In addition to his scripts for T.H.U.N.D.E.R. Agents, Brown was a contributor to Creepy, Skywald's Nightmare and other comic books. He scripted for Mars Attacks when Topps introduced its line of comics in the 1990s. He also wrote several paperbacks about trading cards, country music and rock, including the Encyclopedia of Country and Western Music (1971).

==Radio==
His interest in classic country music led him into DJ work with several New Jersey radio stations (WTTM, WNJN, WDVR).

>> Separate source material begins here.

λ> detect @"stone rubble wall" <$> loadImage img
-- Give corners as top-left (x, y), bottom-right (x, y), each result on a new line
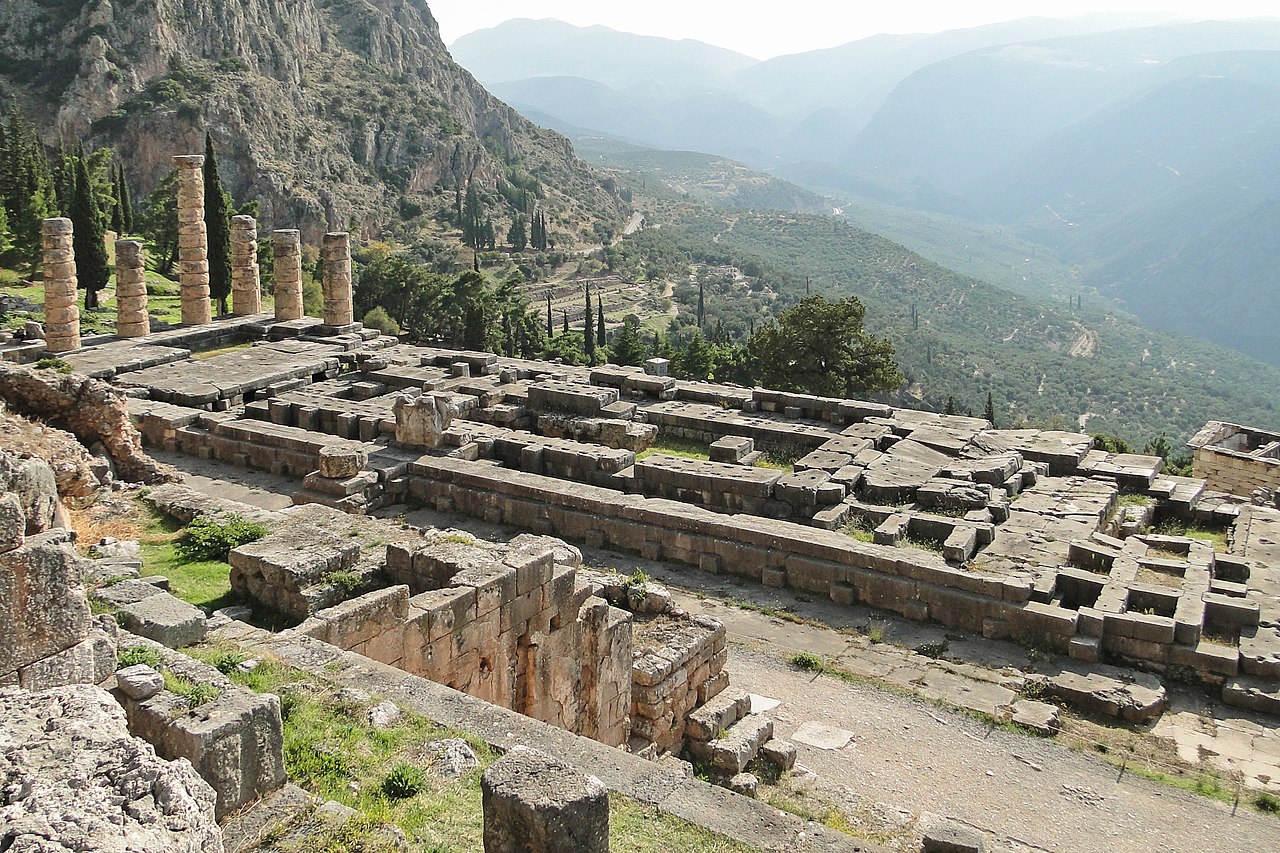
top-left (1193, 446), bottom-right (1280, 499)
top-left (630, 615), bottom-right (728, 753)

In 2000, Brown and his wife Abby relocated to Dripping Springs, Texas, where he launched classic country music programs on KDRP-FM and Austin's KOOP (FM).

==Death==
Brown died in Bee Cave, Texas, on August 11, 2026, at the age of 84.

==Awards==
In 1965, Brown won two Alley Awards (Best Giant Comic, Best New Strip or Book) as co-creator of T.H.U.N.D.E.R. Agents.

==Bibliography==
- Encyclopedia of Rock 'n Roll (with Gary Friedrich) Tower Books, 1971.
- So You Think You Know Rock & Roll (with Gary Friedrich) Tower Books, 1971.
- Encyclopedia of Country and Western Music (with Gary Friedrich) Tower Books, 1971.
- The Great Old Bubble Gum Cards and Some Cigarette Cards (with Woody Gelman) Prime Press, 1977.
- Great Old Bubblegum Cards Outlet, 1978.
- Marvel Comics Postcard Book (with Woody Gelman) Marvel, 1978.